Many Linux-based NAS systems will present shared folders and iSCSI targets as an NTFS destination to the user, but this error can still occur if the underlying NAS file system is ext4 or XFS.
The following Knowledge Base article provides instructions of how configure your NAS to resolve this error when it occurs.
The following section provides background information on this known issue.
Linux and Windows Server file systems
Windows NTFS and Linux (ext4 or XFS) each handle the allocation of data blocks differently when preparing to write a file. This difference is transparent to the user, but limitations can be seen when trying to write a large file across a network from a Windows client application to a Linux-based NAS. When using the default Samba configuration, writing a large file from the Windows client can result in a timeout. BackupAssist would report this timeout as a backup failure.
Windows file system
Prior to writing a file, the Windows NTFS file system will allocate, at once, all blocks required for the file. This is an important difference when compared to the "sparse" file system behavior of Linux ext4 and XFS, which allocates blocks dynamically when the file is written.
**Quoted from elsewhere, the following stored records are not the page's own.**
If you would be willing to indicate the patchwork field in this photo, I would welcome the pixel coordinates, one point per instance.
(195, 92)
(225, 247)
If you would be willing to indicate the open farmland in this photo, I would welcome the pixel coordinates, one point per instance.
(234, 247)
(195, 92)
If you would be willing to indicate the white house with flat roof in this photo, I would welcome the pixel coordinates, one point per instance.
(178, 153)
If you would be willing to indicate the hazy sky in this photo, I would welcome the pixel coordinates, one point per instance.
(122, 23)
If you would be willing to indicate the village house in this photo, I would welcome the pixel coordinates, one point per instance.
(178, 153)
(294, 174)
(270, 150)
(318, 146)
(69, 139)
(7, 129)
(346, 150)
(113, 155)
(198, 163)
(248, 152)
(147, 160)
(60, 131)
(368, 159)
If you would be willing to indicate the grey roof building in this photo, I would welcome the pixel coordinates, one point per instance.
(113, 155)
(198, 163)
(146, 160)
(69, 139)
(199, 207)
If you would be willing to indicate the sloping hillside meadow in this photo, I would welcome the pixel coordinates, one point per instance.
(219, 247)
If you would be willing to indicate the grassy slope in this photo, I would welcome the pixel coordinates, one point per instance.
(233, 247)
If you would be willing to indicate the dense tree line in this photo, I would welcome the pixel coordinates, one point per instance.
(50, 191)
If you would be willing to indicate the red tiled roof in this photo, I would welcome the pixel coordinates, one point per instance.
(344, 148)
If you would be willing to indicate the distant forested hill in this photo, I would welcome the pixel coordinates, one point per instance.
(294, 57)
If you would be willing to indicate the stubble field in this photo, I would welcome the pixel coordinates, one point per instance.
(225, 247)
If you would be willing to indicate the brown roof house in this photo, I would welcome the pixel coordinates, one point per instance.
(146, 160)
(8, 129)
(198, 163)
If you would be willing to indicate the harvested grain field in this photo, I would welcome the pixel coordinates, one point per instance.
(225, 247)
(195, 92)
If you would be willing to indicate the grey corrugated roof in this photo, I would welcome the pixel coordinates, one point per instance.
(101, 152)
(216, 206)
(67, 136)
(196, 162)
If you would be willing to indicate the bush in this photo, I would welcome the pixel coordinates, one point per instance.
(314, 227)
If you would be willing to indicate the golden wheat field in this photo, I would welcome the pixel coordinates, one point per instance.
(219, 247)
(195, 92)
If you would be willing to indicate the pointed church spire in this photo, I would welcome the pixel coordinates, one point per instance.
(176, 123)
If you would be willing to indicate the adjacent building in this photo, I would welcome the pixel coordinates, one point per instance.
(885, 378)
Writing a large file across a network with Windows NTFS can take some time. Because of this, the SMB/SMB2 network protocol has implemented a strategy to avoid potential write request timeouts. The strategy involves the Windows client sending a sequence of 1 byte "extension" write requests to cover the extension needed on the open file. Each of the 1 byte write requests is used to pre-allocate the empty space for the file to be written. Individually, these one byte writes are unlikely to timeout and therefore permit a file to be written or extended to an arbitrary size, avoiding network timeout issues.
Linux file system
With Windows, the file system is forced to allocate storage blocks when a file is created or extended. The default behavior on Linux is to create a sparse file. A sparse file is a specific type of file which aims to use file system space more efficiently by using metadata to represent empty blocks. In the case of a sparse file, blocks are allocated and written dynamically as the actual data is written, rather than at the time the file is created.
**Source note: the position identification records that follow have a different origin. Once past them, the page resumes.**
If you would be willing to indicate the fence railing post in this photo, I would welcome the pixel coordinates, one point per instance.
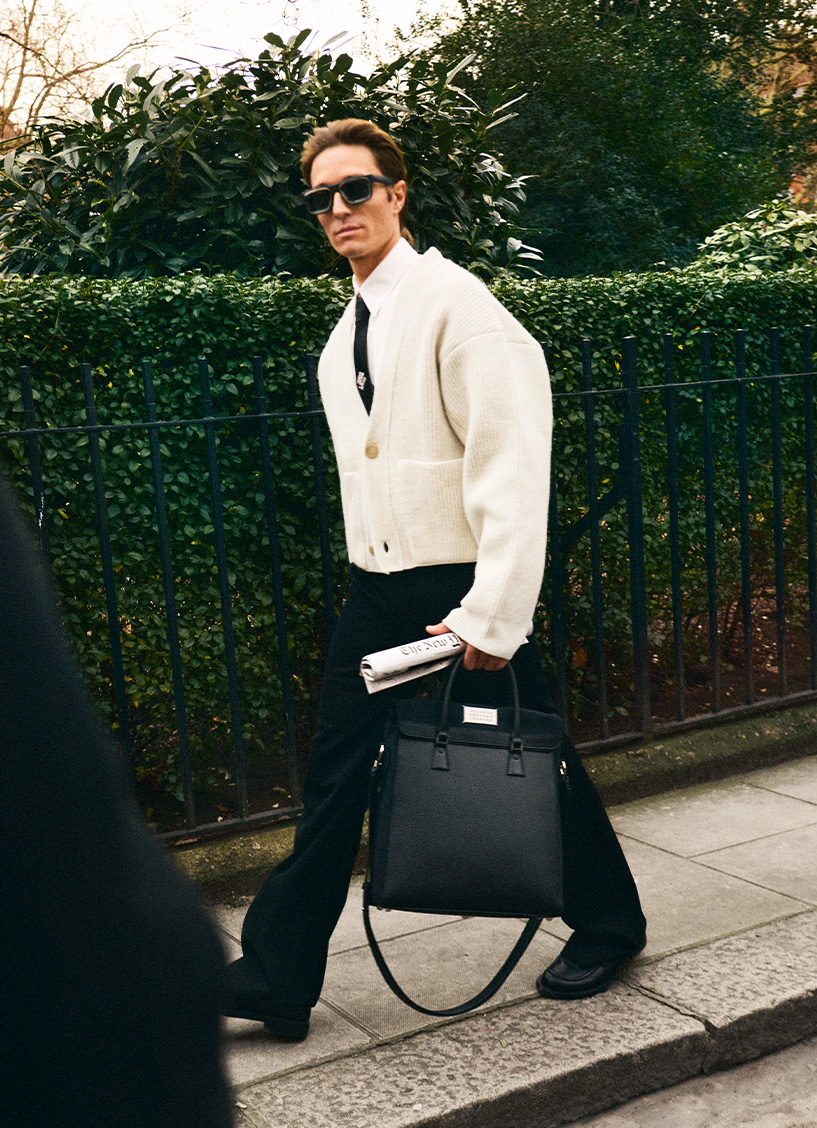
(710, 523)
(778, 500)
(595, 537)
(674, 522)
(102, 513)
(169, 588)
(312, 373)
(810, 487)
(35, 466)
(635, 531)
(283, 668)
(743, 441)
(220, 545)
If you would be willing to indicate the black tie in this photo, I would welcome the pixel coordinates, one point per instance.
(361, 354)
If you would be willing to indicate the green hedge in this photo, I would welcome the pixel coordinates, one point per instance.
(54, 324)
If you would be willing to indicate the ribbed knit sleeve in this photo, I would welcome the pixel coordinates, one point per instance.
(498, 399)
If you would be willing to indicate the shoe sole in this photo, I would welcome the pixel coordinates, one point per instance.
(565, 994)
(291, 1030)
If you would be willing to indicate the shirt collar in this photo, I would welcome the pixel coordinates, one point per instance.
(386, 275)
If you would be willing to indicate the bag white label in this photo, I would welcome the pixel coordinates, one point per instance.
(474, 715)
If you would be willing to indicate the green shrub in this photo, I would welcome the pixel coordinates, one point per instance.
(53, 324)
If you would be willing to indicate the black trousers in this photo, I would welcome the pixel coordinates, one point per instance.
(288, 926)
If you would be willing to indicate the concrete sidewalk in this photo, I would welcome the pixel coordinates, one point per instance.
(728, 878)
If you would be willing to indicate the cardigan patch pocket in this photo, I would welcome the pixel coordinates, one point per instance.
(352, 518)
(429, 503)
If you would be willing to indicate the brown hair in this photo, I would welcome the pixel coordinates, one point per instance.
(354, 131)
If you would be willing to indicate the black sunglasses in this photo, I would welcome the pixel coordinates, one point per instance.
(354, 190)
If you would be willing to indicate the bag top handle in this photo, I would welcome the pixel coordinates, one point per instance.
(516, 736)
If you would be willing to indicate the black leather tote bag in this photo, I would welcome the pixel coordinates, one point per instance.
(465, 818)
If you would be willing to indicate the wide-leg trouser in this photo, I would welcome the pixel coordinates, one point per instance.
(288, 926)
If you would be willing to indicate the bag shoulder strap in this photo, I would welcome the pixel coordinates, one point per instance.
(483, 996)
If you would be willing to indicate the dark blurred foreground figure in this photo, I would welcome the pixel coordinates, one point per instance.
(111, 969)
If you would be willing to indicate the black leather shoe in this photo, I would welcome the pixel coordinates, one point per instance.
(565, 979)
(247, 996)
(291, 1025)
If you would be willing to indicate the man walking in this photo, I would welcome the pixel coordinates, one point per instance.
(439, 407)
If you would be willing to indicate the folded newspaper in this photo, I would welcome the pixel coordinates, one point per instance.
(401, 663)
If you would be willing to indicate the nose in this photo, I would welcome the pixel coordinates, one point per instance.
(339, 204)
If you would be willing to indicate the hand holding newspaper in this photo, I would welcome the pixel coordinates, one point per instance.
(415, 659)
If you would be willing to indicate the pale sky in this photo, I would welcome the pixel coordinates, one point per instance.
(219, 31)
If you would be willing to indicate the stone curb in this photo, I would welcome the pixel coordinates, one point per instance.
(543, 1064)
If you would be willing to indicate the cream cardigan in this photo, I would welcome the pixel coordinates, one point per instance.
(453, 465)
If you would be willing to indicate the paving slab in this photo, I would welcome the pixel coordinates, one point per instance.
(775, 862)
(350, 933)
(534, 1064)
(756, 992)
(798, 780)
(439, 968)
(687, 904)
(252, 1055)
(779, 1091)
(711, 817)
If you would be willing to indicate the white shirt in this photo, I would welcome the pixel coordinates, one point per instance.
(379, 292)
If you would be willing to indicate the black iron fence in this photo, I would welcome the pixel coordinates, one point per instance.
(682, 584)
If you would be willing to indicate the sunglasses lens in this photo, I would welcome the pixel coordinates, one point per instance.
(318, 201)
(357, 190)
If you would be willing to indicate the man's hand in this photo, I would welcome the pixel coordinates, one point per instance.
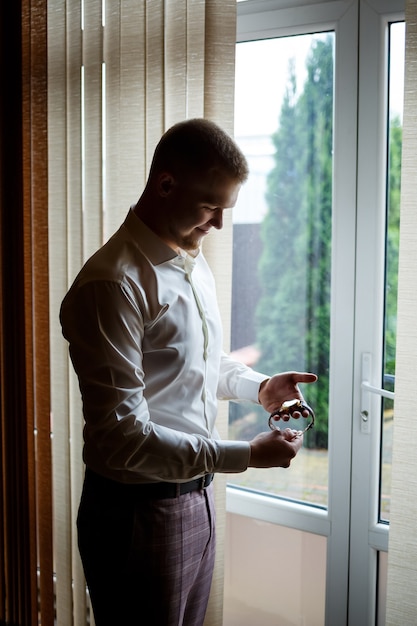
(282, 387)
(275, 448)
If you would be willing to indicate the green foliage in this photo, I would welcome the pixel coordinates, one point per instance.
(392, 244)
(293, 315)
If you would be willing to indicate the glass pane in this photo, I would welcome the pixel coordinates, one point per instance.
(282, 240)
(395, 110)
(382, 573)
(259, 590)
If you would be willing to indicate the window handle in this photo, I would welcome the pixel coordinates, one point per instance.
(366, 390)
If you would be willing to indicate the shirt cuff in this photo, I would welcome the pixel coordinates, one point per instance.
(248, 385)
(233, 456)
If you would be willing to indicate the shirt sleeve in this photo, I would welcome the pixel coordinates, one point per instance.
(103, 323)
(237, 381)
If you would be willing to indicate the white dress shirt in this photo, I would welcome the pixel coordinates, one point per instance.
(145, 340)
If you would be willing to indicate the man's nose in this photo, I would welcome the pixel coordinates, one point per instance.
(217, 219)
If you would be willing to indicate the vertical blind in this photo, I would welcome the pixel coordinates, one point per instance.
(120, 72)
(26, 593)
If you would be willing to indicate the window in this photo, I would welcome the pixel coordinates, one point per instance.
(346, 500)
(282, 239)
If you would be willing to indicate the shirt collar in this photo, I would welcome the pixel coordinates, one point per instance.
(152, 246)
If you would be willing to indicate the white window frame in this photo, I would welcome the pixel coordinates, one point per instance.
(350, 541)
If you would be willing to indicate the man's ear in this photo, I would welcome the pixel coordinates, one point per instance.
(165, 184)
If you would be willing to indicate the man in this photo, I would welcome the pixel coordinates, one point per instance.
(145, 340)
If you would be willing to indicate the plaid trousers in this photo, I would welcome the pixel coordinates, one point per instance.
(146, 561)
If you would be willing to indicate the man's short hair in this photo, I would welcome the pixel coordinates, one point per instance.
(197, 145)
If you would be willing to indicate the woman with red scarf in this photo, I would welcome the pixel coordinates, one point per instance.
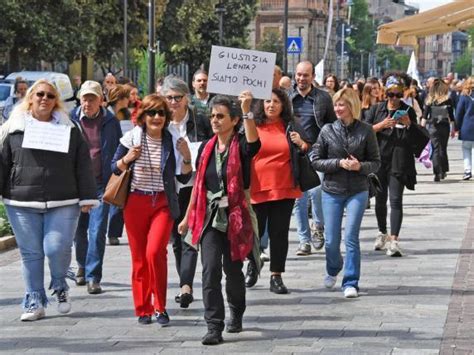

When writing a file from Windows (NTFS) to Linux (ext4 or XFS), the Linux file system receives the sequence of 1 byte "extension" write requests, and performs the normal 1 byte "sparse" write at the required position in the file. When the sparse file is being created, the empty space (representing pre-allocated blocks) between each 1 byte "extension" write request is represented by metadata. If the file is large, the actual disk storage blocks are not committed until the file is written.
While the sparse file system is fast and efficient when writing under normal small file conditions, a problem occurs when it begins writing actual data that comprises a large file. For example, when backing up a VHD to the Linux file system, and the physical blocks have to be allocated. At this point only the "extension" bytes and the metadata representing the pre-allocated empty space have been written to the sparse file. The actual data has not been written and the physical blocks have not yet been allocated (most likely only one block has been allocated, depending on files size and block size).
When it comes time to write the actual data, because these blocks are not allocated in order the actual writes can be time consuming, resulting in network timeouts and therefore failure of the backup job. To improve the write efficiency and overcome the problems encountered when writing a large file, the file system allocates an "extent" on the Linux file system. The "extent" is a contiguous area of storage which is reserved for the file being written.
When the 'strict allocate= yes' option is configured in the Samba configuration file (smb.conf) the Linux file system makes use of the extent-based allocation. Setting the 'strict allocate' to 'yes' configures Samba to stop creating sparse files. This forces the allocation of the requested blocks prior to the file being written and avoids potential network timeouts when writing large files.